The Restaurant
Corvino Supper Club & Tasting Room opened in 2017 on Walnut Street in the Crossroads Arts District, two blocks south of Union Station, and reordered the Kansas City fine-dining map almost immediately. Chef-owner Michael Corvino — formerly of The American Restaurant under Debbie Gold — built two parallel experiences inside one building: a relaxed supper club at the front with a wood bar, leather banquettes, and a New American à la carte menu, and a separate Tasting Room behind a velvet curtain that seats twenty across the chef's counter and four small tables. The tasting room is the address that anchors his James Beard Foundation Best Chef Midwest semifinalist nominations.
The eight-course Tasting Room menu rotates every six to eight weeks and runs the cooking that built Corvino's reputation: a signature beef-tartare and bone-marrow course served with house-fermented mustard; a hand-cut tagliolini with shaved black truffle when in season and aged Parmesan when not; a slow-roasted duck breast with Missouri foraged chanterelles and Burgundy reduction; a dessert of brown butter and Missouri black walnut that has become the kitchen's calling card. The supper club at the front offers a shorter à la carte with the same kitchen — wood-fired flatbreads, a beef tartare, the duck breast available as a single course — at roughly half the price ceiling.

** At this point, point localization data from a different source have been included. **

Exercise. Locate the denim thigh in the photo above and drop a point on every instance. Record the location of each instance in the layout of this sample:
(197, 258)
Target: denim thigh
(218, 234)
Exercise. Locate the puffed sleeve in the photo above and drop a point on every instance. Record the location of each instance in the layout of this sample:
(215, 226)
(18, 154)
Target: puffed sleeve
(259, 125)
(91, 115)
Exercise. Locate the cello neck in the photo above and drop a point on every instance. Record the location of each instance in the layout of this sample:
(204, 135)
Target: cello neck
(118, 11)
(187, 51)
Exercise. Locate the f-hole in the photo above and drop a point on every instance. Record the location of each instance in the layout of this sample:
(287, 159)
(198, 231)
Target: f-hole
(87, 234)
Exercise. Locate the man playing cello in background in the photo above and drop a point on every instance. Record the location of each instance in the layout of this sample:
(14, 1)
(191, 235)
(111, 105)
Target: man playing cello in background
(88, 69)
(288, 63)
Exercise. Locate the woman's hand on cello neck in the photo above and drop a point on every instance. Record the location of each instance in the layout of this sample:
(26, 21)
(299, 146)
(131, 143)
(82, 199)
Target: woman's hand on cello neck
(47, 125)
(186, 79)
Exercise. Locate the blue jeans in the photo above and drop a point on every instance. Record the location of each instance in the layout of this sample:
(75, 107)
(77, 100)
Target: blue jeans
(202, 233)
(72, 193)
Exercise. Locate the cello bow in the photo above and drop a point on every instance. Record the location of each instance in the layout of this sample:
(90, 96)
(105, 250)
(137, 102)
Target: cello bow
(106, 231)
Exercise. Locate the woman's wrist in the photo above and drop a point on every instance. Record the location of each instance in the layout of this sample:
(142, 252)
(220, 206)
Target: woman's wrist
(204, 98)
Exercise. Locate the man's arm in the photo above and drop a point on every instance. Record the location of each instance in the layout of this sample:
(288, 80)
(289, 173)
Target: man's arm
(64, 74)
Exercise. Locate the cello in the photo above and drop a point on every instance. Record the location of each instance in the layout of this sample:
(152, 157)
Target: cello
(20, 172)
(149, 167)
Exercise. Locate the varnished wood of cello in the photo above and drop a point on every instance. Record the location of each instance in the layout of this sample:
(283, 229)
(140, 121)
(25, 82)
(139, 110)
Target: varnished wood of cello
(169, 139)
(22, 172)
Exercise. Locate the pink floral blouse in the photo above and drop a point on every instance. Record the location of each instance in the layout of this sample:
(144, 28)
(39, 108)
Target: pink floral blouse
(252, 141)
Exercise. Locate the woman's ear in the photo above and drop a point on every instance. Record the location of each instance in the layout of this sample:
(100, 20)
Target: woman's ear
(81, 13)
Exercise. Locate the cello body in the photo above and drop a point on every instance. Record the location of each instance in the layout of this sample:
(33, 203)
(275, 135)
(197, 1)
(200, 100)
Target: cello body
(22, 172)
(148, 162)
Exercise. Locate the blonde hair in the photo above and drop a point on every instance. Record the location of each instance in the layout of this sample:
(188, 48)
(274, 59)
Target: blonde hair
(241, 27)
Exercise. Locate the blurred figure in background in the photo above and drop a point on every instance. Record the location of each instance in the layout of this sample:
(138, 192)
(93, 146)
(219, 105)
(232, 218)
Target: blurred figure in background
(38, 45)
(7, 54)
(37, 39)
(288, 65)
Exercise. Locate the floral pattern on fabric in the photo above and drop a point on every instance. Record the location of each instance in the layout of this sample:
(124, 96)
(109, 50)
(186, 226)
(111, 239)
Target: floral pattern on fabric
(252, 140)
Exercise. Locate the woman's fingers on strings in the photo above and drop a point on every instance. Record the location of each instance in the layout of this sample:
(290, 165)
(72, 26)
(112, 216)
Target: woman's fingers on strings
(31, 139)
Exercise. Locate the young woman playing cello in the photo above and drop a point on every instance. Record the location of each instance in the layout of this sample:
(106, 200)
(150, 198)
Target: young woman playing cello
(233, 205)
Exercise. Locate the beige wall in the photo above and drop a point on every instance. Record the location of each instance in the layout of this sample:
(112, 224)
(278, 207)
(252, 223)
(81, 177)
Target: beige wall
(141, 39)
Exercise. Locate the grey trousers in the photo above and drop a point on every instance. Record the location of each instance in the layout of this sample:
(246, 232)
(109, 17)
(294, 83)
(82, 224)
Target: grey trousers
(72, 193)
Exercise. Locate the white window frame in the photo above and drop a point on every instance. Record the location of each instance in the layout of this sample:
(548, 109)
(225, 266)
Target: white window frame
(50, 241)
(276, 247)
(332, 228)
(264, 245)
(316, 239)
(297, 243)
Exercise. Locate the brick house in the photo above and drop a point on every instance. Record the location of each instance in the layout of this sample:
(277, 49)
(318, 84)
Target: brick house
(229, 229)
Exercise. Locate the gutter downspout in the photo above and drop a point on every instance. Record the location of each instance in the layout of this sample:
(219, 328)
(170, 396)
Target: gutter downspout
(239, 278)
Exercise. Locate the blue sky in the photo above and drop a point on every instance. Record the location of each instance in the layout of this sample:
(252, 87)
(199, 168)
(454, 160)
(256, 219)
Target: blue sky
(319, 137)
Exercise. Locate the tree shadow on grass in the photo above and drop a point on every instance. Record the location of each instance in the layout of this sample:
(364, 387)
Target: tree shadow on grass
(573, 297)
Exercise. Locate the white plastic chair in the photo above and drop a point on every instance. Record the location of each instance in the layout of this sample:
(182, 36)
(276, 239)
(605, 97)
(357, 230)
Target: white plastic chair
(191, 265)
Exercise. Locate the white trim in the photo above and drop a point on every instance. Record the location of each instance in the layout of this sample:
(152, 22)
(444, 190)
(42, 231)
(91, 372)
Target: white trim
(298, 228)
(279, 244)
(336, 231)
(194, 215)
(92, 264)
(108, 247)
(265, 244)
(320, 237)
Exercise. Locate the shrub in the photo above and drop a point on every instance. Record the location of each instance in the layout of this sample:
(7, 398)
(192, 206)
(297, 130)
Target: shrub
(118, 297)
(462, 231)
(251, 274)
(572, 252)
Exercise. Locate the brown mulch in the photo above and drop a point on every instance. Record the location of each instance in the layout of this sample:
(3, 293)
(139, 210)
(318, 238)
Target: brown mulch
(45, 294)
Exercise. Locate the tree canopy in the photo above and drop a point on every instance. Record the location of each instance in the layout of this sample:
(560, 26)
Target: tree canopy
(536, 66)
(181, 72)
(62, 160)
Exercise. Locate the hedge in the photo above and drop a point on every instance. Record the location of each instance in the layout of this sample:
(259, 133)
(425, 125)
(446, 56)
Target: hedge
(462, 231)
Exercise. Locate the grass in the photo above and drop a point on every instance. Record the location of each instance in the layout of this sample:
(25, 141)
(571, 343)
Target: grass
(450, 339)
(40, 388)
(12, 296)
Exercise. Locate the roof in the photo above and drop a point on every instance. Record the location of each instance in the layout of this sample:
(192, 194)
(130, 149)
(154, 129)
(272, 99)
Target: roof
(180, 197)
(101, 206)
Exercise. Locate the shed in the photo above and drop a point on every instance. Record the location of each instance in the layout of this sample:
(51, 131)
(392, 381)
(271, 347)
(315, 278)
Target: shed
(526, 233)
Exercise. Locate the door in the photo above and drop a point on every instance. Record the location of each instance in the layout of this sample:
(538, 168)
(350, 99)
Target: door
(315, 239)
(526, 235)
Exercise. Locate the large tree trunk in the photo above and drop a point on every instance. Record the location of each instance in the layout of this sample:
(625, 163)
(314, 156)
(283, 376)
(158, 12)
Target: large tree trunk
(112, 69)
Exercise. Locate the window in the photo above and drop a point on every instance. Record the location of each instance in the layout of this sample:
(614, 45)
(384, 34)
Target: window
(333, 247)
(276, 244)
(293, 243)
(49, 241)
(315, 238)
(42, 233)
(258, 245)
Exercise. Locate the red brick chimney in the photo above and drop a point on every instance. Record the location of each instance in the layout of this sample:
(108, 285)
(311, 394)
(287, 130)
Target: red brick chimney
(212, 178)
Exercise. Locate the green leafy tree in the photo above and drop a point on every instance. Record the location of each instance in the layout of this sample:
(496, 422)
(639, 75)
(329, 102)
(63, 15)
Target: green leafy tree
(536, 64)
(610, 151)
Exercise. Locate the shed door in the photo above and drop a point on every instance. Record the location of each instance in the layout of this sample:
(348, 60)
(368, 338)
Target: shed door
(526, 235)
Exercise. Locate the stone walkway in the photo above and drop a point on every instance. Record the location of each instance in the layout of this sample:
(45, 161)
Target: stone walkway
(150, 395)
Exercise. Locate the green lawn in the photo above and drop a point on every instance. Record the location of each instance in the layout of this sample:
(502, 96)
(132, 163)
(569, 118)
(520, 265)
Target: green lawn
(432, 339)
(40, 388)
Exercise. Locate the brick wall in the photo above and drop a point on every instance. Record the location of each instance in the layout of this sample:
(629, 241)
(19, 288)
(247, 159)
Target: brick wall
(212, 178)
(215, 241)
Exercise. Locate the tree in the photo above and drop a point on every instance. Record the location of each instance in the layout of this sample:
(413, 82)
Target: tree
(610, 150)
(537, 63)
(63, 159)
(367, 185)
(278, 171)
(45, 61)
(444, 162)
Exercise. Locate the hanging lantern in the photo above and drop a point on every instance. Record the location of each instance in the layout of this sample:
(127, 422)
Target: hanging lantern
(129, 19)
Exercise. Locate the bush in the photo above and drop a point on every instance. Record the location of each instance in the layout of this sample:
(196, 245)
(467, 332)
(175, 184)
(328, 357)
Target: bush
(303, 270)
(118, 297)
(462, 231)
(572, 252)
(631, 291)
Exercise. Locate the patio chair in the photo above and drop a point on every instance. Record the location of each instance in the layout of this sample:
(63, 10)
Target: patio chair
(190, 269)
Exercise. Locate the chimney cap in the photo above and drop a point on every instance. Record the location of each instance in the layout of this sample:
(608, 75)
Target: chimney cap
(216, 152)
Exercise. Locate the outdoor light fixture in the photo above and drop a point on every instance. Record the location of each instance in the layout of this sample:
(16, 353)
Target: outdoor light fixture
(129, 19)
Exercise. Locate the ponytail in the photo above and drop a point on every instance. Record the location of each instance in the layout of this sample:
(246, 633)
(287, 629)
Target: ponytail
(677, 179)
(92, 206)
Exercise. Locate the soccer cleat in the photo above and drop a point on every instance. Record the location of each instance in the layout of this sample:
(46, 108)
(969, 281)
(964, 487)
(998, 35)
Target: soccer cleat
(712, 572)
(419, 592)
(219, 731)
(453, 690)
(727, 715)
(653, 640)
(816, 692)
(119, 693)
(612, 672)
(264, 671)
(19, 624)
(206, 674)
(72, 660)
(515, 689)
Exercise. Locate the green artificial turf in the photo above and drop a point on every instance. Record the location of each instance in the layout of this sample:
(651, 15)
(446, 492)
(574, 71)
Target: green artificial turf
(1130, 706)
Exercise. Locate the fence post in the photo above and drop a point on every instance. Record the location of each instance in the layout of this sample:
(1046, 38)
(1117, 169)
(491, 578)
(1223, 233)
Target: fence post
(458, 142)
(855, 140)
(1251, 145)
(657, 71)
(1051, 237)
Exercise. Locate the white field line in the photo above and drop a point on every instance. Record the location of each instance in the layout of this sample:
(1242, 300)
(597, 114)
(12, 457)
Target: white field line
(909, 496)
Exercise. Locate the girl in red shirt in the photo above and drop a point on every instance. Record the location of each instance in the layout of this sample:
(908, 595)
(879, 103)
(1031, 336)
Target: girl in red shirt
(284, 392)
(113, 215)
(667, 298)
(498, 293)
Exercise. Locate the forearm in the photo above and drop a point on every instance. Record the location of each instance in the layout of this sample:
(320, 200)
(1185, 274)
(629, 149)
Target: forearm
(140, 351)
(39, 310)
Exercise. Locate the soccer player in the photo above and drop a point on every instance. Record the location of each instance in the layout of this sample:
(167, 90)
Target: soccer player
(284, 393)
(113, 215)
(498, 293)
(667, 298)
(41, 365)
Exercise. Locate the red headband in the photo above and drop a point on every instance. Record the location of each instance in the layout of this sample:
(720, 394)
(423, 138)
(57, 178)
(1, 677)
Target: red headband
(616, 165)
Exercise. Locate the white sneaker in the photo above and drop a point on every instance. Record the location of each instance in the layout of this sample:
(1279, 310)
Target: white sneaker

The wine programme runs about 250 references with particular depth in Burgundy and Northern Rhône, selected by sommelier Anna Bayless. The supper club operates on a walk-in basis until 8 PM; the Tasting Room is reservation-only and books three to four weeks out for weekends. For visitors who want the single most considered meal in Kansas City, the eight-course at the chef's counter is the unambiguous answer — and a far more polished experience than the city's reputation as a barbecue capital would suggest.
Why This Is Kansas City MO’s Impress Clients Pick
For impressing clients in Kansas City, Corvino's Tasting Room solves the privacy and seriousness problem in a single move. The back room is acoustically separated from the supper club, the menu is set so there is no negotiation at the table, the wine list runs deep enough to accommodate a serious bottle, and the chef's-counter seating allows for the kind of unhurried, undisturbed conversation that closes work. The presence of the supper club at the front means a more junior team member can be seated comfortably without the full tasting commitment.